Je suis, tout comme vous, confronté à deux notions, rabâchées plusieurs fois par jour par les grands moralistes économiques de mon pays via les médias, dignes hérauts de la pensée unique,
la Dette
la Croissance.
La première m'étant présentée comme la contrepartie de la seconde, et inversement.
Le discours généralement tenu est de m'inciter à générer plus de croissance en produisant et surtout en consommant plus afin de résorber cette fameuse dette.
Mais nos économistes se gardent bien de mettre en avant le paradoxe, qui me semble évident, de leurs propos, lesquels replacés dans le système néo-libéral en montre bien la faiblesse.
Je m'explique.
De manière à garantir des revenus de plus en plus importants aux tenants des outils de production, actionnaires divers, l'occident tend à délocaliser les dits outils vers des contrées où la main-d'oeuvre ne coûte pas grand chose.
Or ces contrées, afin justement de maintenir des prix de revient intéressants ne peuvent être peuplées de consommateurs en puissance.
Le système économique de référence a donc séparé deux mondes, l'aire de production et celle de consommation.
Celle-ci se trouve quant à elle en passe d'abriter une population en voie de paupérisation du fait de la perte des emplois générateurs de salaires nécessaires à la consommation de la production perdue.

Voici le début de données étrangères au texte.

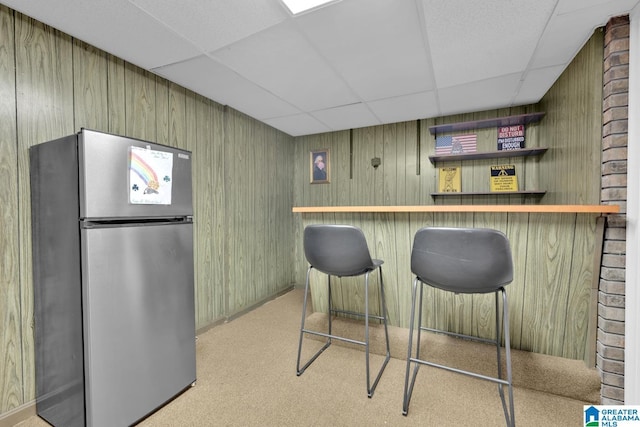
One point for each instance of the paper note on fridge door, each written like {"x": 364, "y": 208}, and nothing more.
{"x": 150, "y": 176}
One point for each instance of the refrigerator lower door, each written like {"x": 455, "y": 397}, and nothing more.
{"x": 139, "y": 321}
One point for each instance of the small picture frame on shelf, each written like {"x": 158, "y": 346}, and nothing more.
{"x": 320, "y": 166}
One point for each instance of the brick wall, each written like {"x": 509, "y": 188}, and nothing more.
{"x": 610, "y": 340}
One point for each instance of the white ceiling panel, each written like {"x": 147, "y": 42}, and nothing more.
{"x": 348, "y": 64}
{"x": 212, "y": 80}
{"x": 211, "y": 25}
{"x": 346, "y": 117}
{"x": 477, "y": 96}
{"x": 285, "y": 64}
{"x": 407, "y": 107}
{"x": 297, "y": 125}
{"x": 116, "y": 26}
{"x": 534, "y": 82}
{"x": 387, "y": 37}
{"x": 498, "y": 39}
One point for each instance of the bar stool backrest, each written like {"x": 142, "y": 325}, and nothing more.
{"x": 462, "y": 260}
{"x": 337, "y": 250}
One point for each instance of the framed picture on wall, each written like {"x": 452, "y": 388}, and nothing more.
{"x": 319, "y": 166}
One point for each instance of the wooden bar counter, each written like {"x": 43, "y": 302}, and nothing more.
{"x": 557, "y": 255}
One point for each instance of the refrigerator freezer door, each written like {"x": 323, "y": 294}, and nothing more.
{"x": 138, "y": 300}
{"x": 106, "y": 168}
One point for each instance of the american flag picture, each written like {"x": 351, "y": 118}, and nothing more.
{"x": 456, "y": 144}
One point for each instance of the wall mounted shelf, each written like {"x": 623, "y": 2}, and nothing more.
{"x": 586, "y": 209}
{"x": 492, "y": 193}
{"x": 520, "y": 119}
{"x": 488, "y": 155}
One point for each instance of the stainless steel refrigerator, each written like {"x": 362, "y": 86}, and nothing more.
{"x": 112, "y": 232}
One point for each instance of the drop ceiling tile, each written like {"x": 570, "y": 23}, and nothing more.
{"x": 346, "y": 117}
{"x": 205, "y": 76}
{"x": 606, "y": 8}
{"x": 402, "y": 108}
{"x": 211, "y": 25}
{"x": 485, "y": 95}
{"x": 565, "y": 35}
{"x": 115, "y": 26}
{"x": 536, "y": 84}
{"x": 376, "y": 46}
{"x": 297, "y": 125}
{"x": 285, "y": 64}
{"x": 473, "y": 41}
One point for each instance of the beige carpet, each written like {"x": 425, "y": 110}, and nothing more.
{"x": 246, "y": 377}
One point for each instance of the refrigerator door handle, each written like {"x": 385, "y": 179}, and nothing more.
{"x": 133, "y": 222}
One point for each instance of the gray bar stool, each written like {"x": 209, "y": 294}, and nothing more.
{"x": 467, "y": 261}
{"x": 342, "y": 251}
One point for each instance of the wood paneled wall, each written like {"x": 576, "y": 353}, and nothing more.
{"x": 51, "y": 85}
{"x": 553, "y": 253}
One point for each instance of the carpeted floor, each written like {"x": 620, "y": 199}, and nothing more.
{"x": 246, "y": 377}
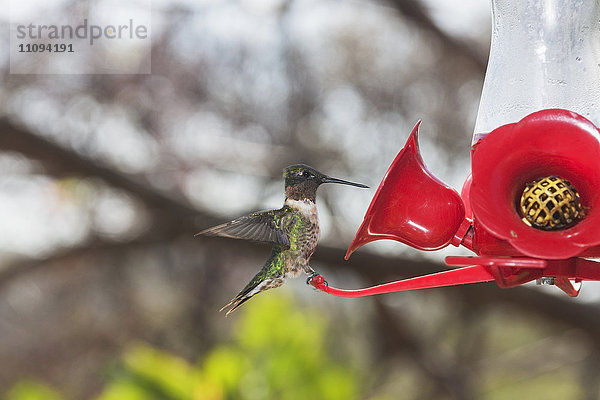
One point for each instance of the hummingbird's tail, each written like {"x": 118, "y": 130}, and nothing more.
{"x": 258, "y": 284}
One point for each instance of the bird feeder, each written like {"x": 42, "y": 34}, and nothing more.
{"x": 530, "y": 209}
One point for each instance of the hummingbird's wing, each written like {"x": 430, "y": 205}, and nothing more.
{"x": 264, "y": 226}
{"x": 271, "y": 275}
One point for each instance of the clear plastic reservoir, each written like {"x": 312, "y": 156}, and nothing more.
{"x": 544, "y": 54}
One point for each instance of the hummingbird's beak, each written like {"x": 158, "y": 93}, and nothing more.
{"x": 335, "y": 180}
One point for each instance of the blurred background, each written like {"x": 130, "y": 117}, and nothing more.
{"x": 106, "y": 294}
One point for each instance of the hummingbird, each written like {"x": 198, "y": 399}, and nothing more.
{"x": 293, "y": 230}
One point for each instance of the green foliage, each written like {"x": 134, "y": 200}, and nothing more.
{"x": 277, "y": 352}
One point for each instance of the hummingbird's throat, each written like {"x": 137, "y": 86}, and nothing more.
{"x": 306, "y": 207}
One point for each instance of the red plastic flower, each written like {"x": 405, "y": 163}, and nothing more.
{"x": 548, "y": 142}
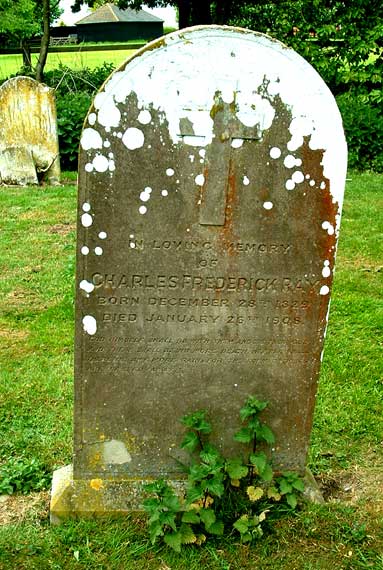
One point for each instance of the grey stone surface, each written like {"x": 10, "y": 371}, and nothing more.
{"x": 28, "y": 133}
{"x": 211, "y": 177}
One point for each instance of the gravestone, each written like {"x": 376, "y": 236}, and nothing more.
{"x": 28, "y": 133}
{"x": 211, "y": 176}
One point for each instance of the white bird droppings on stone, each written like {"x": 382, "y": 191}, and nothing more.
{"x": 144, "y": 196}
{"x": 133, "y": 138}
{"x": 237, "y": 143}
{"x": 91, "y": 138}
{"x": 290, "y": 185}
{"x": 294, "y": 143}
{"x": 289, "y": 161}
{"x": 92, "y": 118}
{"x": 86, "y": 286}
{"x": 298, "y": 177}
{"x": 86, "y": 220}
{"x": 275, "y": 152}
{"x": 100, "y": 163}
{"x": 144, "y": 117}
{"x": 199, "y": 179}
{"x": 89, "y": 324}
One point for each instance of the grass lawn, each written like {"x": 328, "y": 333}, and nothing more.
{"x": 36, "y": 330}
{"x": 11, "y": 63}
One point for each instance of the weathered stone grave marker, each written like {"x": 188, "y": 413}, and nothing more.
{"x": 211, "y": 178}
{"x": 28, "y": 133}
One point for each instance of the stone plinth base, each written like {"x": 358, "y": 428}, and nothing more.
{"x": 85, "y": 498}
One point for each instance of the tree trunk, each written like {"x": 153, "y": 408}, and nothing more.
{"x": 44, "y": 42}
{"x": 201, "y": 13}
{"x": 184, "y": 13}
{"x": 222, "y": 12}
{"x": 26, "y": 51}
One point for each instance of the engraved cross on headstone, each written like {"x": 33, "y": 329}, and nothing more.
{"x": 218, "y": 160}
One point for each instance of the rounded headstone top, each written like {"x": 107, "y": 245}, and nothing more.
{"x": 180, "y": 74}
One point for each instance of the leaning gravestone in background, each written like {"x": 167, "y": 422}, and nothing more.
{"x": 212, "y": 169}
{"x": 28, "y": 133}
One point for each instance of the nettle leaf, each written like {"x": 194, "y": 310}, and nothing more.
{"x": 236, "y": 469}
{"x": 211, "y": 455}
{"x": 197, "y": 472}
{"x": 254, "y": 493}
{"x": 207, "y": 517}
{"x": 155, "y": 530}
{"x": 267, "y": 473}
{"x": 174, "y": 540}
{"x": 194, "y": 493}
{"x": 216, "y": 528}
{"x": 190, "y": 441}
{"x": 244, "y": 435}
{"x": 191, "y": 517}
{"x": 259, "y": 460}
{"x": 200, "y": 539}
{"x": 214, "y": 486}
{"x": 242, "y": 524}
{"x": 272, "y": 493}
{"x": 187, "y": 534}
{"x": 284, "y": 486}
{"x": 291, "y": 500}
{"x": 168, "y": 519}
{"x": 299, "y": 485}
{"x": 172, "y": 503}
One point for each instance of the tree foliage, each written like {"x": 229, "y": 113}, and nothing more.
{"x": 342, "y": 40}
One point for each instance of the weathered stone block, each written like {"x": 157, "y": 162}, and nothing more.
{"x": 211, "y": 178}
{"x": 28, "y": 133}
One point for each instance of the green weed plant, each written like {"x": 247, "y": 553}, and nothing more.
{"x": 222, "y": 495}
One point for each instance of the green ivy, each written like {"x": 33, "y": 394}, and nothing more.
{"x": 23, "y": 475}
{"x": 222, "y": 495}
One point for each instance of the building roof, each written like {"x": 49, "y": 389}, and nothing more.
{"x": 111, "y": 13}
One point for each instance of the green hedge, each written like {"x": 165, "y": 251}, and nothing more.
{"x": 361, "y": 107}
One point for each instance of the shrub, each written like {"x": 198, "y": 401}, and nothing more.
{"x": 363, "y": 123}
{"x": 71, "y": 111}
{"x": 236, "y": 495}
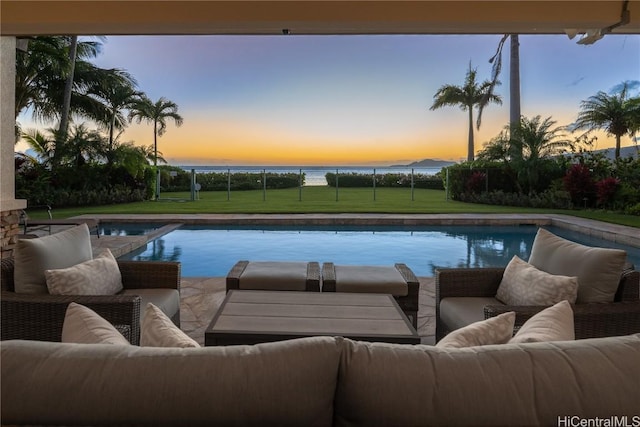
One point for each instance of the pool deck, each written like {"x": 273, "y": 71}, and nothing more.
{"x": 201, "y": 296}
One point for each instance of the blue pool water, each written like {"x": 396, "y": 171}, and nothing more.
{"x": 212, "y": 251}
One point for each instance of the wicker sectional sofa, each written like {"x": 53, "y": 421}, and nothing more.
{"x": 321, "y": 381}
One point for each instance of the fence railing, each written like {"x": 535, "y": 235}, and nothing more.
{"x": 231, "y": 180}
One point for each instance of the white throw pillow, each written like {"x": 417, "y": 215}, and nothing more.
{"x": 523, "y": 284}
{"x": 598, "y": 269}
{"x": 496, "y": 330}
{"x": 158, "y": 330}
{"x": 551, "y": 324}
{"x": 99, "y": 276}
{"x": 84, "y": 326}
{"x": 60, "y": 250}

Pour compenser cette perte de ressources vitale à l'économie, il a été mis en place un système judicieux et sophistiqué d'aides diverses, permettant entre autre aux investisseurs de récupérer une bonne partie de l'argent public collecté par le biais des prélèvements fiscaux de ceux qui ne peuvent échapper à l'impôt.
Mais cette manne venant à s'amenuiser, la masse de sans emplois augmentant régulièrement, l'Etat "providence" sollicite de plus en plus les fonds privés internationaux,
d'où l'accroissement de la dette.
Si vous avez suivi mon raisonnement, l'augmentation de la croissance économique, destinée à générer de plus en plus de profit, ce dont elle s'acquitte bien au demeurant, amène à la délocalisation de l'outil de production et entraîne ipso facto un accroissement de la dette.
Il fut une époque, on nous entretenait du serpent monétaire,
Nous sommes arrivés à celle où il se mord vraiment la queue.